Why All the Gloomy Analysts Are Looking Downright Foolish
"You have power over your mind, not outside events. Realize this, and you will find strength."
- Marcus Aurelius
The year 2020 seems certain to go down in history as the craziest one of our lives…so far.
Thank God I pre-ordered my supply of fruit-flavoured TUMS.
The good news?
Well, earnings season has been, in a word, shocking.
It’s hard to fathom sometimes that we’re now about seven or eight months into lockdown and a severe leashing of the global economy, yet the manner in which companies and "We The People" are responding is making the world of analysts look downright foolish.
Here’s the positive backdrop continuing to build for 2021 and beyond:
- The third quarter results reconfirm the steadily improving earnings outlook that we have been highlighting since early Summer. We are continuing to see an above average proportion of companies beating Q3 estimates. Expectations for the current period (2020 Q4) are steadily rising as well.
- Don't let the short-term market chop or malaise fool you. It may appear there’s less enthusiasm about positive Q3 earnings results so far, but it’s likely due to that other thing that happened this week – an election that still seems to be unfolding.
- For the 364 S&P 500 members that have reported Q3 results already, total earnings are down -7.8% from the same period last year on -2.6% lower revenues. But - and this is HUGE: 86.3% are beating EPS estimates and 77.7% are beating revenue estimates - both records (and note the last two bullet points are in the middle of a shutdown).
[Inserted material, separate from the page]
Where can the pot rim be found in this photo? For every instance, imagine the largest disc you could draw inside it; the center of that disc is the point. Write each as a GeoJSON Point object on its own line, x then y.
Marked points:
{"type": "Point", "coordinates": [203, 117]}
- Tech Rules the future. Period. Technology sector results have been notably strong, with total Q3 earnings for the 82.4% of the sector’s market capitalization in the index that have reported +10.3% from the same period last year on +6.0% higher revenues.
- In Tech - a staggering 95.7% are beating EPS estimates and 91.5% are beating revenue estimates. This is why we have been preparing you over the last few years for the Tech waves of change ahead.
And from here on out for Q3? Well, looking at the quarter as a whole, total S&P 500 earnings are expected to decline -10.3% on -1.5% lower revenues, which is still a huge shocker when you consider the valley through which we have travelled.
Folks, the growth picture has been steadily improving since early July, but the pace of improvement has started accelerating as companies have come out with better-than-expected results.
And please note in the chart below the evolution of the Q4 data that’s set to start being released in January of 2021 for this year-end:
Estimates for the quarter are steadily going up, a trend that we saw in Q3 as well.
Now, looking at the calendar-year picture (below) for the S&P 500 index, earnings are expected to decline -18% on -4.3% lower revenues in 2020 and increase +22.1% on +7.6% higher revenues in 2021.
Note that estimates for both years have been going up since early July, with full-year 2021 estimates already past the 2019 level:
Ok, so had I told you on January 1st that we would be in for an 8-month global lockdown and our lives would change entirely, would you have guessed S&P 500 revenues would have only fallen 4.3%?
Let’s just say, “Probably not.”
The snapshot below gives you the quarterly evolution and evaluation, whereas the chart above is the annual picture:
Will Near-Term Improvement Surprises Continue?
In simplest terms, the answer is “Yes.”
Have a look at the latest on US employment (below).
Once again, the theme of “Surprises to the upside” continues apace:
We can see just how far off the experts were…once again.
Long-term investors have learned that when all of the above ingredients are baked into the pie, the road ahead has been marked by a clear and resounding message:
“Surprises to the upside.”
More exciting things are dead ahead.